Когда она пошла домой по безлюдному проселку, вся скованная, налитая какой-то тяжестью, предчувствием близкой смерти, их последняя прогулка представилась ей как какое-то видение, ведь это была их последняя прогулка вдвоем. Ирма уже не сомневалась в этом. Потому и кустик вереска на краю канавы, у изгороди, бросился ей в глаза, и она даже сломала несколько веточек и протянула мужу — напоследок. Но Рудольф, беря вереск, обхватил всю ее руку, и Ирма ожидала, что он покроет ее поцелуями, но муж только притронулся губами к мизинцу, словно шутя; теперь же Ирма понимала, что это была не шутка, а высшее выражение нежности. Позднее, уже на шоссе, Рудольф выбрал несколько веточек вереска — самых цветущих — из пучка на своей груди и вернул Ирме, сказав снова как бы в шутку: «Дающему да воздастся»; однако и это было не шуткой, а благодарностью за все, все. Затем Ирме вспомнилось, что где-то на краю поля она заметила какие-то поздние цветы, хилые, жалкие, неприглядные, но она хотела сорвать и их и дать мужу. Однако ж она не сделала этого, боясь, что Рудольф высмеет ее; теперь она сожалела, что не последовала зову сердца. Что из того, если бы муж и высмеял ее; по крайней мере, она, Ирма, отдала бы ему все, что у нее было.
Размышляя так, Ирма дошла до края поля, где рос орешник, сошла с дороги и двинулась по светло-зеленому лугу, что стоял нетронутый после сенокоса; прошла до третьего, до четвертого куста, увидела гроздь орехов, протянула руку — достать, но так и не сорвала орехи: она не успела сделать это — расплакалась почти в голос и села на зеленом лугу, в тени кустарника. И сидела она там, среди пышного белозора, и выплакивала как бы всю свою жизнь, сама чувствовала и осознавала. Ведь если Рудольф и раньше уже делал то, что он делал, что же он сделает теперь, после такого большого разговора и объяснений? Он наверняка сделает такое, чего не исправит никакая любовь, какою бы большой и чистой она ни была.

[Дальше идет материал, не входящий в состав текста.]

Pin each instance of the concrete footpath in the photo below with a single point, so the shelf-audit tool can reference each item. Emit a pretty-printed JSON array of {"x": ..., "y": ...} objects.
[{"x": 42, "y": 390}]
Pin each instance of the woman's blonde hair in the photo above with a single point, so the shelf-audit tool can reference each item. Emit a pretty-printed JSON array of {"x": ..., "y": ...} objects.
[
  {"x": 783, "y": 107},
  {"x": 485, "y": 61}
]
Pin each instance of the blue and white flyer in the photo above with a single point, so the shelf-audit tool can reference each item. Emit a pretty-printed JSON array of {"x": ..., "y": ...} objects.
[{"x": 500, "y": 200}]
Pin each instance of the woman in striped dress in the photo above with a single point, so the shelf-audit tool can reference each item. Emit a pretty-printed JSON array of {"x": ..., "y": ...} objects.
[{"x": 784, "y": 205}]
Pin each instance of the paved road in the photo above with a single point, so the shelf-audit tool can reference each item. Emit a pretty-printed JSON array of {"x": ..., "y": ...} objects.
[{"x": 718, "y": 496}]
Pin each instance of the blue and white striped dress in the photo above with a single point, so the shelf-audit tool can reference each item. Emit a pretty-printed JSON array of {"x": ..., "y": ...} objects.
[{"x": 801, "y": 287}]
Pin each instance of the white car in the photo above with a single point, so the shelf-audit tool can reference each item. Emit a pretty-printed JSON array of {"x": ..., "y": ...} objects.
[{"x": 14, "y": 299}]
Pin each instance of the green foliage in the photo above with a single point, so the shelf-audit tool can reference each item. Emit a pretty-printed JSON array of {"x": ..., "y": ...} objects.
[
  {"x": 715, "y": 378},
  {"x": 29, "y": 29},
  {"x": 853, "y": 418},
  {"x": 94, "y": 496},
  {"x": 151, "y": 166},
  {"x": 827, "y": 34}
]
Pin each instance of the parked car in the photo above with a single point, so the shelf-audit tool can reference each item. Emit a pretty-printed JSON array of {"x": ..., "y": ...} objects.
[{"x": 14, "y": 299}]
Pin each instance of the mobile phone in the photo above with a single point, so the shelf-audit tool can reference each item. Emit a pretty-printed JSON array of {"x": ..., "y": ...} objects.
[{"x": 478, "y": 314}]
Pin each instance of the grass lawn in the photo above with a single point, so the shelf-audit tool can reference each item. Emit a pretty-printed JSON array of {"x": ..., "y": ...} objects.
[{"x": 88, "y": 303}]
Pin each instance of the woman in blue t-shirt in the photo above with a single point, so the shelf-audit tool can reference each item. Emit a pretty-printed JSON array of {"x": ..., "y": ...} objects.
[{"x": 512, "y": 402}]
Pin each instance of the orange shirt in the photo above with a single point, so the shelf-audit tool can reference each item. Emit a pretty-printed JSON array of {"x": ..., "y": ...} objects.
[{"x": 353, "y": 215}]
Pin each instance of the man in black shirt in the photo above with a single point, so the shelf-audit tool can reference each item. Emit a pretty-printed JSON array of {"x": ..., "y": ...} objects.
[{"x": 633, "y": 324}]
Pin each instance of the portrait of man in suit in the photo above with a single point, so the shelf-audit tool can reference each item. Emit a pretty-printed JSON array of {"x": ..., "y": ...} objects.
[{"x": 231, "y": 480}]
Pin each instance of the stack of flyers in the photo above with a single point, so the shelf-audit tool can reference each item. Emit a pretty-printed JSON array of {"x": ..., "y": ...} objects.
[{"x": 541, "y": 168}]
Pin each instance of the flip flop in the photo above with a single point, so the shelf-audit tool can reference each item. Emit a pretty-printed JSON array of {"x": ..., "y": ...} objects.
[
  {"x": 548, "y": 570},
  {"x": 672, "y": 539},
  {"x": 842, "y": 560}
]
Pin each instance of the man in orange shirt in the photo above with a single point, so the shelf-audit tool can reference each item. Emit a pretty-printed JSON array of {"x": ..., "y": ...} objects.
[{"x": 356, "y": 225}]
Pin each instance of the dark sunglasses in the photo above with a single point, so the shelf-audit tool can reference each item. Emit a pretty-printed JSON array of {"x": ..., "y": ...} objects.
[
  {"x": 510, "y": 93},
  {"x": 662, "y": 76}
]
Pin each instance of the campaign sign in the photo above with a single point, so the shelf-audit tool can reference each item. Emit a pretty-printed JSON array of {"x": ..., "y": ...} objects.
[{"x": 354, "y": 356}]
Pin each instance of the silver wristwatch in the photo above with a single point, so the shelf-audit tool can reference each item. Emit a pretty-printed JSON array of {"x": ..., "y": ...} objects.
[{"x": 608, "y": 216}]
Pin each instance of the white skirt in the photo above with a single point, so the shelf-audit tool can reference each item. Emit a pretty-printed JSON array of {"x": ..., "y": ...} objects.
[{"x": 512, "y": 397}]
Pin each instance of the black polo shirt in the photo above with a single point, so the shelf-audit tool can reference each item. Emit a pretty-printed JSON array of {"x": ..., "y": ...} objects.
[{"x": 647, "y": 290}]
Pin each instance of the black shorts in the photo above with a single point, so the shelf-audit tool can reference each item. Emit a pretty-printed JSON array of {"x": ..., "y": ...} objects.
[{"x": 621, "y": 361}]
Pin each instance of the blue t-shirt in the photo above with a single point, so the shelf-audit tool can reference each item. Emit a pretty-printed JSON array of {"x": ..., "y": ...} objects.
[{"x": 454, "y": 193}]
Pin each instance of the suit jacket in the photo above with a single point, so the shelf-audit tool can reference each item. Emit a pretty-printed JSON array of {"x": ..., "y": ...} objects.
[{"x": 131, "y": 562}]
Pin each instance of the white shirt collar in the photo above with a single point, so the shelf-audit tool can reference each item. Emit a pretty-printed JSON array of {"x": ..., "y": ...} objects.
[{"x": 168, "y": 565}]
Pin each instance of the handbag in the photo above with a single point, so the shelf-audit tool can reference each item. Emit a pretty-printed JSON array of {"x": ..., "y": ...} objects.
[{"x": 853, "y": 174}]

Но, поднявшись из тени орешника и продолжая идти, она ни разу не подумала о том, чтобы ехать в город вслед за мужем, попытаться удержать его от непоправимого или рокового, что ли, шага. Напротив, она повторила слова Рудольфа, которые вдруг вспомнились ей, хранимые в тайниках мозга: если хочешь жить, надо со всем мириться, иначе снова начнутся длинные пустые разговоры; именно пустые, думалось Ирме, ведь ее любовь все живет, несмотря ни на что. Ради своей любви она и пытается мириться со всем, ведь Рудольф говорит, что он ищет скорее удовольствий, чем любви, ну и пусть уезжает и наслаждается, Ирма не спешит мешать ему своей любовью.